December 9, 2010 / 5:13 PM / 8 years ago

UPDATE 1-TransCanada, customers reach gas-line toll deal

* Reaches interim toll agreement

* Cuts depreciation, defers cost recovery (Adds details)

CALGARY, Alberta, Dec 9 (Reuters) - TransCanada Corp (TRP.TO) has reached an agreement on tolls with customers on its massive main natural-gas pipeline that will see the cost of shipping on the line fall.

The company, Canada’s largest pipeline operator, said it has filed the toll agreement for the line, which runs from Alberta to the Dawn hub in southern Ontario fall, with regulators.

TransCanada is seeking to keep tolls on its mainline system competitive despite lagging volumes. The system once carried around 6 billion cubic feet a day and now carries 3.1 bcfd as Western Canadian production falls.

It expects volumes on its system to rise by 2014 as new shale gas discoveries in Western Canada are developed.

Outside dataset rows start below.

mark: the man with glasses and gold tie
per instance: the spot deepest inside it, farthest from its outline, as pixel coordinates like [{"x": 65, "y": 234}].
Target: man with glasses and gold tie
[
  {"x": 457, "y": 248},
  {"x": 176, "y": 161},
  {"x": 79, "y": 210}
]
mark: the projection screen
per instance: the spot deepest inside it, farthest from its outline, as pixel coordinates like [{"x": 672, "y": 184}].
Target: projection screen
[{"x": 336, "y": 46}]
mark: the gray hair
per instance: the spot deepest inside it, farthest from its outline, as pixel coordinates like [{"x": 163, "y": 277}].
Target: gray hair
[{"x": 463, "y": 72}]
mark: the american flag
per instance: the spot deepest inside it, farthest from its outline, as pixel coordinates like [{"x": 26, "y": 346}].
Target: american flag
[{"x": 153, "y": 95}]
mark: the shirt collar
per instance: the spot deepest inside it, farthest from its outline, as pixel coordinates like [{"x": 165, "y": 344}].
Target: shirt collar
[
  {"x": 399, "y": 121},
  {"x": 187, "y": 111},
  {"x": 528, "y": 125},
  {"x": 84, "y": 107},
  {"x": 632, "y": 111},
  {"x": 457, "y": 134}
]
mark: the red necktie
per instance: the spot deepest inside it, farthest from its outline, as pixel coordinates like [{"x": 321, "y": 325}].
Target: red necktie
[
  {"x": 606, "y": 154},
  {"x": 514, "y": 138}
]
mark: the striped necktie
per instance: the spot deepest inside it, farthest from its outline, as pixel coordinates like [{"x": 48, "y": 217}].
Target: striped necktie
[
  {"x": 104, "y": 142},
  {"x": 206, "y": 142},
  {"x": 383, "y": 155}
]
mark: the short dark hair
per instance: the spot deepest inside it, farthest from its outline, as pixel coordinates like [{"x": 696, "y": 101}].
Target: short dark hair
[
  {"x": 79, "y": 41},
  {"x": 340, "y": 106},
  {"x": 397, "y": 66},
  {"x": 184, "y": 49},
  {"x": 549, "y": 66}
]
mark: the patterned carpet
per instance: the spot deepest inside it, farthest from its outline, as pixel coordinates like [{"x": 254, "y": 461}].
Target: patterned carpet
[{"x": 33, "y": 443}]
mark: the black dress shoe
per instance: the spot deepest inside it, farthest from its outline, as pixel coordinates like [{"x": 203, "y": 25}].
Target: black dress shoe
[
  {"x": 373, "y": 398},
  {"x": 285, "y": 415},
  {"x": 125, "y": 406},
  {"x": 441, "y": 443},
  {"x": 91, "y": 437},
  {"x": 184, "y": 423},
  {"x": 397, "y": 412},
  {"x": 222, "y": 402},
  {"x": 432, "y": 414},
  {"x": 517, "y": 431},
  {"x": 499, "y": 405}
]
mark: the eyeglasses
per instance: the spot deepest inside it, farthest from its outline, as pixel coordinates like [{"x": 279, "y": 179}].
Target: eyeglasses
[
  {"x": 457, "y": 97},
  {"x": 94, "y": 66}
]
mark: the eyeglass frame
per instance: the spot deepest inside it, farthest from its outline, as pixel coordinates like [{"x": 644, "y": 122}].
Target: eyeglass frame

“TransCanada expects mainline volumes to stabilize and begin rising 100-200 (million cubic feet) per year, ultimately plateauing at 4 (billion cubic feet per day) as additional shale gas volumes offset conventional declines,” Chad Friess, an analyst at UBS Securities, wrote in a note to clients.

The company said that under the new agreement, which has been approved by the Canadian Association of Petroleum Producers, which negotiates tolls on behalf of its members, the cost of shipping one gigajoule (0.95 million British thermal units) of gas from Alberta to Dawn next year will drop to C$1.23. Without the agreement the toll would have risen to C$2.45 per gigajoule.

Because the pipeline system is regulated, shippers on the mainline pay for the line’s costs and a guaranteed return for TransCanada. But as volumes decline, there are fewer shippers to cover those fixed costs, threatening higher tolls that, at a time of weak gas prices, would cut into producer profits.

TransCanada said it was able to cut tolls by lowering 2011 depreciation charges on the mainline by C$150 million ($149 million) and deferring recovery of C$300 million in revenue shortfalls that arose from overestimating the amount of gas that would be shipped on its lines this year.

It will boost tolls for shippers on its intra-Alberta natural-gas pipeline system to make up for the shortfall.

TransCanada shares were 2 Canadian cents to C$37.73 midmorning on the Toronto Stock Exchange.